I love this city’s energy, but it’s not easy.
An early lesson, is being comfortable with aloneness. New Yorkers seem to be scared of physical interaction. Passing someone on the street in Trinidad, hopping in a maxi, entering an elevator, require an audible “Good Morning” greeting. Not here. There is no eye contact, no speaking nor smiling. People sway numbly on the train, blankly staring at the ads above the windows. Even though there are hundreds of people around you, you feel like you’re riding solo.
Even banking here is so impersonal. You don’t even need to step into a branch. Everything can be done online with certain banks. No tellers, no breathing down your neck from the creep standing behind you in the queue. Actually, this limited contact thing can have its perks.
But it isn’t silent. You hear people talking, seemingly to themselves. Enter the Bluetooth headset. Personally, I’m not a headset type of girl (yet) but almost everyone has a device stuck in their ear. It’s some Black Mirror type scene, seeing people talking, nodding and laughing while they stand on the side of the street smoking a cigarette.
Last week I stood next to a girl on the train with an ice cold expression on her face. I was close enough to her to be able to hear the dutty Dancehall she was listening to. It was so weird to me! How does one listen to Alkaline and not move? They’re like robots. Music pumping in their ear drums, while their toes remain untappable.
They’re obsessed with Instagram; it being the centre of many conversations. They love to DM. They love text of all sorts! Yet, when there is an actual human person standing next to them… *chirping crickets*.
I once wrote on my blog that I hope I don’t catch their coldness. Caribbean people are know for their warmth and their vibrant expressiveness, and I have held on to that with desperation. But I can see how this place hardens you.
The day runs at high speed. They don’t call it a New York minute for nothing. The sun is up early, and down late, but with to-do lists a mile long, it often feels like you’re toting 3 heavy grocery bags through 5 blocks, and up 80 steps to get to your door. Wait, that’s not a metaphor, that was my actual Thursday. There are so many rules for everything. I mean, this is great. I love order, but I come from Trinidad. You think you like rules until you become a non-resident, legal-to-work alien, trying to secure a lease with a 2 week old Social security number.
I knew it would be tough. They say getting here is half the battle. Wouldn’t that have been nice? It’s actually just the preface. I’ve barely begun the first chapter. I’ve barely gotten to step two. I’m on Step One and one eighth. Just getting started. And I’m tired. People are complaining that I’m bailing on them, and not sticking to plans to meet up and lime. But it takes at least 30 mins to get anywhere. And with things being expensive to begin with, then taxes being added, and then the ever so nagging custom of tipping everyone for everything, liming is no longer a top priority.

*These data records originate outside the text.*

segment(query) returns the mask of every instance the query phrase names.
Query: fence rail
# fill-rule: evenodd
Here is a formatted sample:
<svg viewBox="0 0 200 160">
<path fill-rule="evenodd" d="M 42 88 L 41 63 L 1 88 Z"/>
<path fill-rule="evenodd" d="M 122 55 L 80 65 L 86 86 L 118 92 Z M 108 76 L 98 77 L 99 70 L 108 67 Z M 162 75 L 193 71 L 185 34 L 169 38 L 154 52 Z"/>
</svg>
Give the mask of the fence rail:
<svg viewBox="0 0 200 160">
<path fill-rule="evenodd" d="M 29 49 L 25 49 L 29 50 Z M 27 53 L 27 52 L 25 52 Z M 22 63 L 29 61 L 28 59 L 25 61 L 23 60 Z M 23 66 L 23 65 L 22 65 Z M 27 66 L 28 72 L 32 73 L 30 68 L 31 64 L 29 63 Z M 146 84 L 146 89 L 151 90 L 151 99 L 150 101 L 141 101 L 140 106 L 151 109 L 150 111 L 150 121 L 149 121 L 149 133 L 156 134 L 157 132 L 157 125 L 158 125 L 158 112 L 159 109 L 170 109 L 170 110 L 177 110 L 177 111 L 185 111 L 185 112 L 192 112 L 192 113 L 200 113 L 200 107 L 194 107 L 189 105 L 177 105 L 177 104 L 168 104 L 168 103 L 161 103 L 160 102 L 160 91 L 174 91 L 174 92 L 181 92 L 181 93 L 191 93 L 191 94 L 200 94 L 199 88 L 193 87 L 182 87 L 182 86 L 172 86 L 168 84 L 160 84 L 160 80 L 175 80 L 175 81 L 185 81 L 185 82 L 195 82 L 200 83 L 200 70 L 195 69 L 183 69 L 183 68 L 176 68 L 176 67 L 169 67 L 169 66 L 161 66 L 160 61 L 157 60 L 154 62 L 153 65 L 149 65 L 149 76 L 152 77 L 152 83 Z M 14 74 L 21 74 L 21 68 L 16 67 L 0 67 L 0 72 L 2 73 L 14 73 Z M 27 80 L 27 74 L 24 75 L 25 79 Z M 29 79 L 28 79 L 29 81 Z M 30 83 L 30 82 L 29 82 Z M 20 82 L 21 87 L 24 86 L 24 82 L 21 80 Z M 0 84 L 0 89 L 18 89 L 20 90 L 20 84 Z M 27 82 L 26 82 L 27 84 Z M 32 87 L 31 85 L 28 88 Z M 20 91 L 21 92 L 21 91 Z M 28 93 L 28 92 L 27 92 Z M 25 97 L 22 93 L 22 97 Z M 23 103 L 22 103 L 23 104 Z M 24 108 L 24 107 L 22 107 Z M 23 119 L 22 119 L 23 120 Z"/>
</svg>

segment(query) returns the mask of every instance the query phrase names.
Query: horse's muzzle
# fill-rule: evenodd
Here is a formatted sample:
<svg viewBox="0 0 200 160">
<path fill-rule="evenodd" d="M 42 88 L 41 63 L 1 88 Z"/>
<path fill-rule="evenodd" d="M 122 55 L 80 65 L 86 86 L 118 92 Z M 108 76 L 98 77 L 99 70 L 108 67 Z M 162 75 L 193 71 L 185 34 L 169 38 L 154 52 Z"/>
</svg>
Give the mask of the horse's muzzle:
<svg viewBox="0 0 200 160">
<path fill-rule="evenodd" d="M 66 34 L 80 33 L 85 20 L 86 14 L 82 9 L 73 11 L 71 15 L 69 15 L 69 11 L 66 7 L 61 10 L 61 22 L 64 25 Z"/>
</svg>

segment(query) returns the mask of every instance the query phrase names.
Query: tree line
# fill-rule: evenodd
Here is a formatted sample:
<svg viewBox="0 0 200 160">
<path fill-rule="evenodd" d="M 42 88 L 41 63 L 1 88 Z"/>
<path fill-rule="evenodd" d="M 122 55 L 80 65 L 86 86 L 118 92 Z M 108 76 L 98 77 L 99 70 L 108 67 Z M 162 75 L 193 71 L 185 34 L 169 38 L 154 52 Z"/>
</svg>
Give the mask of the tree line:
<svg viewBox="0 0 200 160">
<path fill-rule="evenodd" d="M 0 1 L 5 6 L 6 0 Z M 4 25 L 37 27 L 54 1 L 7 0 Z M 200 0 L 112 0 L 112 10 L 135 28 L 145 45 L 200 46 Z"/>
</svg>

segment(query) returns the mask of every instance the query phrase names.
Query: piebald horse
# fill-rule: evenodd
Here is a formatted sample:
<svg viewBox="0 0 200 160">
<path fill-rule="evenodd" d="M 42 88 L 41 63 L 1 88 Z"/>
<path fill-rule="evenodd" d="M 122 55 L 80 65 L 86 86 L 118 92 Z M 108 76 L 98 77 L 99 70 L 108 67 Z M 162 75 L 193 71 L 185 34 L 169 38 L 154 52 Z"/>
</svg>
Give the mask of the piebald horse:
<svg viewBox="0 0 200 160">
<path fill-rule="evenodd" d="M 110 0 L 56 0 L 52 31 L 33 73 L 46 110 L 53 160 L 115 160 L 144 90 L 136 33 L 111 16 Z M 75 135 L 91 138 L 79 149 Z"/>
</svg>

One thing that stood out to me the first time I was here, was how much people spoke about money, and not having any. I would look at patrons pull out coupons for free drinks at restaurants, and walk an extra 15 minutes to avoid the $2.75 Metro ride. How quickly I have become like that! Adulting here is on a whole new level. What I was doing in Trinidad was not adulting. Even when I stood in line at FCB for 2 hours. Nope.
A born and raised New Yorker once said to me that I had Grit. It was an amazing compliment, not just that it came from him (he who once told me I looked a bit fat and tired. These are the men I date, ladies and gentlemen). Grit is the best word to describe what it takes to make it here. Many times I feel overwhelmed and near defeat. I have seen strong people crumble under the pressure. You need to be twice as strong, twice as persistent and twice as diligent as you ever were back home. They say if you can make it here, you can make it anywhere, and I’m so up for the challenge.